[
https://issues.apache.org/jira/browse/FLINK-5803?page=com.atlassian.jira.plugin.system.issuetabpanels:comment-tabpanel&focusedCommentId=15897616#comment-15897616
]
ASF GitHub Bot commented on FLINK-5803:
---------------------------------------
Github user fhueske commented on a diff in the pull request:
https://github.com/apache/flink/pull/3397#discussion_r104446109
--- Diff:
flink-libraries/flink-table/src/main/scala/org/apache/flink/table/runtime/aggregate/AggregateUtil.scala
---
@@ -93,6 +94,41 @@ object AggregateUtil {
}
/**
+ * Create an [[RichProcessFunction]] to evaluate final aggregate value.
+ *
+ * @param namedAggregates List of calls to aggregate functions and
their output field names
+ * @param inputType Input row type
+ * @param outputType Output row type
+ * @param forwardedFields All the forwarded fields
+ * @return [[UnboundedProcessingOverProcessFunction]]
+ */
+ private[flink] def CreateUnboundedProcessingOverProcessFunction(
+ namedAggregates: Seq[CalcitePair[AggregateCall, String]],
+ inputType: RelDataType,
+ outputType: RelDataType,
+ forwardedFields: Array[Int]): UnboundedProcessingOverProcessFunction =
{
+
+ val (aggFields, aggregates) =
+ transformToAggregateFunctions(
+ namedAggregates.map(_.getKey),
+ inputType,
+ forwardedFields.length)
+
+ val rowTypeInfo = new RowTypeInfo(outputType.getFieldList
+ .map(field => FlinkTypeFactory.toTypeInfo(field.getType)): _*)
+
+ val intermediateRowType: RowTypeInfo =
+ createDataSetAggregateBufferDataType(forwardedFields, aggregates,
inputType)
--- End diff --
This will actually cause a serialization error because the state type in
`UnboundedProcessingOverProcessFunction` does not match the type info.

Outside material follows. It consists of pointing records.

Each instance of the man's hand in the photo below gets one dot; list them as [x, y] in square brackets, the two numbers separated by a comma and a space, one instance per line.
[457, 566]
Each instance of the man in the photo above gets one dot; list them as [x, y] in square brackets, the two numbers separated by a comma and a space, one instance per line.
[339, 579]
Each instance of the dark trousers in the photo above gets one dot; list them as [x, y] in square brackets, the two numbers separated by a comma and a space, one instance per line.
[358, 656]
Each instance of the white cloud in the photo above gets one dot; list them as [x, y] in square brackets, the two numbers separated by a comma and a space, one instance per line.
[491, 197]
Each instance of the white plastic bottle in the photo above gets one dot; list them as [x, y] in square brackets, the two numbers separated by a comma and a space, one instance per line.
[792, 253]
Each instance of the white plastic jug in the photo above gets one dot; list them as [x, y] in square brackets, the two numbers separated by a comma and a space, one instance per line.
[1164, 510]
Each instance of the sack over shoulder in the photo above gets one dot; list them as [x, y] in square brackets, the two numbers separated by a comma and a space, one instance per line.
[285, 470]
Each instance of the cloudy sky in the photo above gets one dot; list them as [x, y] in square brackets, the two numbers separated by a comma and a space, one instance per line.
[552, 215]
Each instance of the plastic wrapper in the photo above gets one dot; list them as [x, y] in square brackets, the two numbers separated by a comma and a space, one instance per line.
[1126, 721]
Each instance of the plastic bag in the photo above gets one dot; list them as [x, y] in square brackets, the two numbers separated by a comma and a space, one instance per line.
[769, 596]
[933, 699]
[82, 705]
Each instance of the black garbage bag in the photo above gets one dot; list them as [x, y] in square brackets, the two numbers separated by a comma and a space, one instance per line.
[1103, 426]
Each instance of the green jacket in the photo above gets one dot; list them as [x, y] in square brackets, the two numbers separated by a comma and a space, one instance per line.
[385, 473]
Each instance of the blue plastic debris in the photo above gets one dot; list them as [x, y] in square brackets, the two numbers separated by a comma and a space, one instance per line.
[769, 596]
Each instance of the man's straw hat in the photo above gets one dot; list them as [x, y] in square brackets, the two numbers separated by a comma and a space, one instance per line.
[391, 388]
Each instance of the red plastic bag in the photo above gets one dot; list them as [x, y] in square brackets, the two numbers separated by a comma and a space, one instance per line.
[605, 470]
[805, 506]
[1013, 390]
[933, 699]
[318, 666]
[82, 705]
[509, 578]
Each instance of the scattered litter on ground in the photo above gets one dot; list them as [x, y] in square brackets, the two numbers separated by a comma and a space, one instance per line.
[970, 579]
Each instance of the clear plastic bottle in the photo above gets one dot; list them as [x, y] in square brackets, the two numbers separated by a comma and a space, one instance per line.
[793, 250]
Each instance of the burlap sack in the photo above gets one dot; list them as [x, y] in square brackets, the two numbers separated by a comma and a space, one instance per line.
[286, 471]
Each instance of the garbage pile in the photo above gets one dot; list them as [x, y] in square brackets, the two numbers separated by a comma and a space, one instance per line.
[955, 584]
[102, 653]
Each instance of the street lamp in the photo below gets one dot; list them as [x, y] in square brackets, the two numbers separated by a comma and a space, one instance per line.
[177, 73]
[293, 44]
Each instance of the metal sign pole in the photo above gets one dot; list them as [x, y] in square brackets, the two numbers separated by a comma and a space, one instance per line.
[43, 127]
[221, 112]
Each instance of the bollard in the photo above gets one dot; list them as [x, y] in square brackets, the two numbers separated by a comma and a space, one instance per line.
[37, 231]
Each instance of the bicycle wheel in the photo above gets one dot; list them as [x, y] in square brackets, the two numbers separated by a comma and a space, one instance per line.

The
reason why the tests pass is that the default state backend keeps all data on
the heap and does not serialize. We need to extend the test to use the
RocksDBStatebackend to capture these cases. This is the first operator (besides
the built-in windows which are tested in the DataStream API) which uses state.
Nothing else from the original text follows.